Son günlerde Mersin’de ufak ufak sallanıyoruz. Daha geçen hafta 4.1’lik bir sarsıntı geçirdik. Her sarsıntıda depremden çok, Mersin’e nur topu gibi doğacak nükleer santralimizi düşünerek korkuya kapılıyorum. Bu santralin yapımını isteyenler, dünyanın teknoloji alanında ABD’den sonra en gelişmiş ülkesi olan Japonya’nın yapamadığını, sanırım bizim yapacağımıza inanıyorlar! Akkuyu’nun sadece 25 kilometre açığından geçen Ecemiş fay hattını düşünüyorum çaresizce. Çaresizce çünkü ÇED (Çevresel Etki Değerlendirmesi) raporlarındaki imzaların sahte olduğunu duyduktan sonra endişelerim iyice arttı. Bütün bunlarla nasıl mücadele edilir ne kadar başarıya ulaşılır bilmiyorum. 1976 yılından beri çevreci örgütlerin engellediği Akkuyu Nükleer santrali, çığlıklar bastırılarak yapılacak.
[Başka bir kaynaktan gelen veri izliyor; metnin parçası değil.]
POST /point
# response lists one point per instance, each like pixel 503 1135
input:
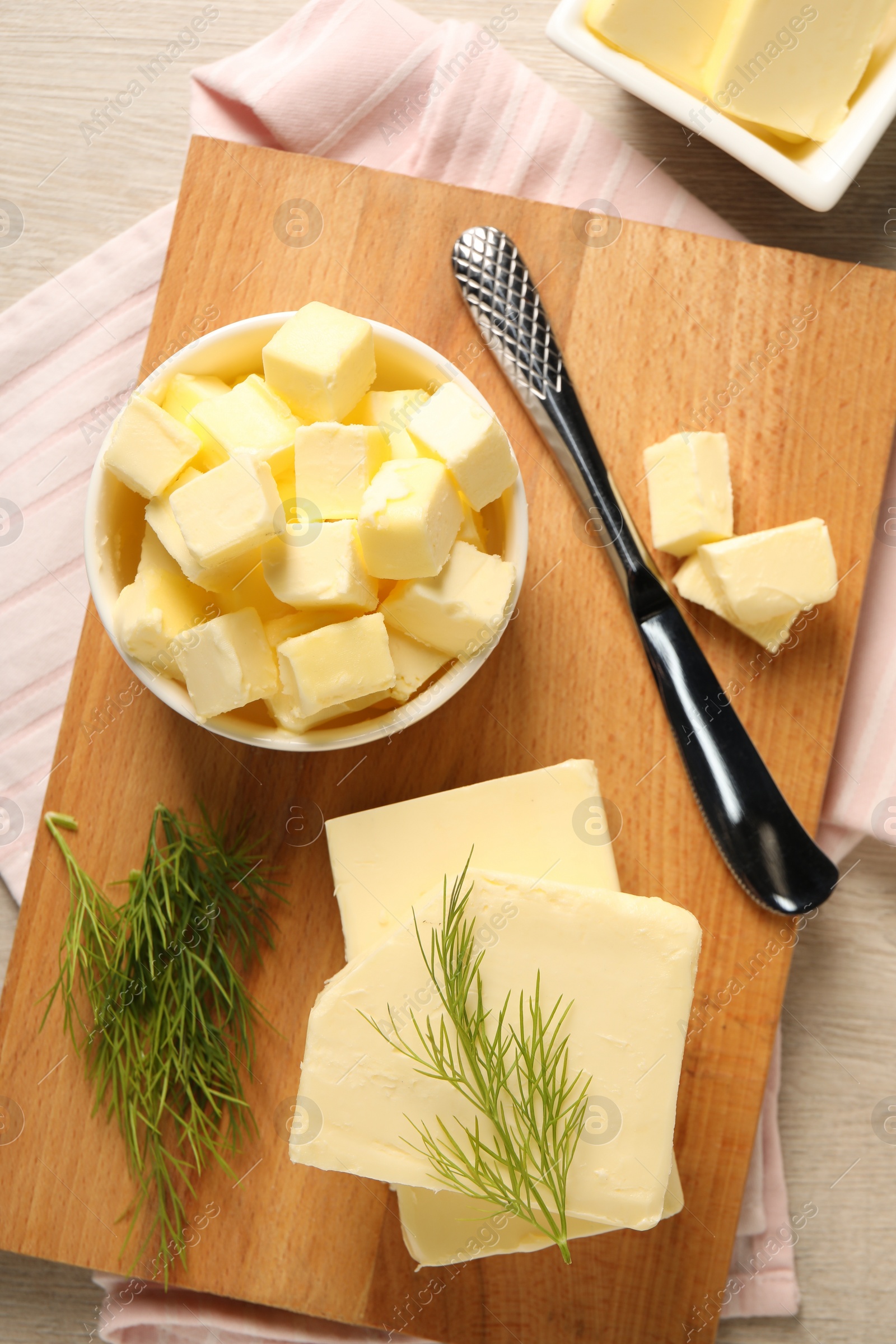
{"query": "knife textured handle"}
pixel 514 324
pixel 767 850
Bütün bunlar bu şehirde, bu ülkede, bu dünyada yaşayan biri olarak, çocuklarının geleceğini düşünen bir anne olarak beni dehşete düşürüyor.
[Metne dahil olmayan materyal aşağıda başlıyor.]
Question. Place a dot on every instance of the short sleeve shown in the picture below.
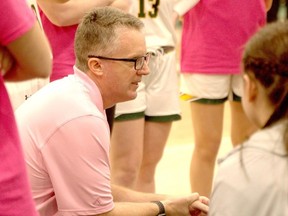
(77, 161)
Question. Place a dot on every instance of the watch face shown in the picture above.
(161, 208)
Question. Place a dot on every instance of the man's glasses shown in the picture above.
(138, 62)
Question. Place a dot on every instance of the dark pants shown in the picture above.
(272, 13)
(110, 117)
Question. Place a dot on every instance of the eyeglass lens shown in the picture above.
(140, 62)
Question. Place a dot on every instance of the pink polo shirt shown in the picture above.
(66, 140)
(62, 44)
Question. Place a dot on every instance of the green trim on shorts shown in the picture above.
(130, 116)
(168, 118)
(210, 101)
Biz insanların çoğu zaman yaptıklarımıza anlam veremiyorum. Aynı dinden aynı ırktan değiliz diye kıyasıya kavga ediyoruz. Hatta o filan yerli oralılar kötüdür diye bir köyü bir şehri bir ülkeyi suçluyoruz. Eften püften şeyler yüzünden savaşlar çıkarıyor, savaştan kaçan insanlar ekmeğimizi bölecek diye, başlarına gelen bizim başımıza kesinlikle gelemezmiş gibi onlardan nefret ediyoruz. Üç kuruş fazla kazanacağız ya da filan geldi hatırını kıramadım diyerek, insan hayatını hiçe sayıp madenlere insanların diri diri gömülmesine sebep oluyoruz.
Malzemeden çalarak yaptığımız binalar üzerimize çöktüğünde yaşlı dünyamızın yer hareketlerini suçluyoruz. Evlerimizi temizlemek adına deterjanlarla suyumuzu toprağımızı kirletiyor, daha çok ürün almak adına tarım ilaçlarıyla hem kendimizi hem tüm canlıları zehirliyoruz.
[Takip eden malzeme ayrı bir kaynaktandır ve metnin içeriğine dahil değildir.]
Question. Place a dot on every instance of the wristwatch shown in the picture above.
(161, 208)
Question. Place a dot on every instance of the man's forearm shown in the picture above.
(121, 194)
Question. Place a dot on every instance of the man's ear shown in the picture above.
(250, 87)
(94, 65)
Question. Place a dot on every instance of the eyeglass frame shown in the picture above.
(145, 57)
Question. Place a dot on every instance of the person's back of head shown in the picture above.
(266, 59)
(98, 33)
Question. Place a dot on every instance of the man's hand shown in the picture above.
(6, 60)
Doğaya karşı en büyük nankörlüğü yapan bizler kedilere nankör, köpeklere hain diyoruz. İyi meziyetlerimizi insanlık, kötülüklerimizi hayvanlık olarak değerlendiriyor, kendimizden başka kimseye yaşam hakkı tanımıyoruz.
Hemen her evden birilerini alıp götüren kanserlere kendimiz sebep olduk da sevdiklerimizin kanser oluşunun bize verdiği acıları düşünmeden hasta insanların hapishanelerde ölmesine izin verdik. İnsanları yaşatmak adına eğitim alıp “ceza ertelemesine gerek yoktur” kararlarının altına imzamızı attık.
Hemen yanı başımızda acımasızca katledilen insanları seyretmekle yetindik.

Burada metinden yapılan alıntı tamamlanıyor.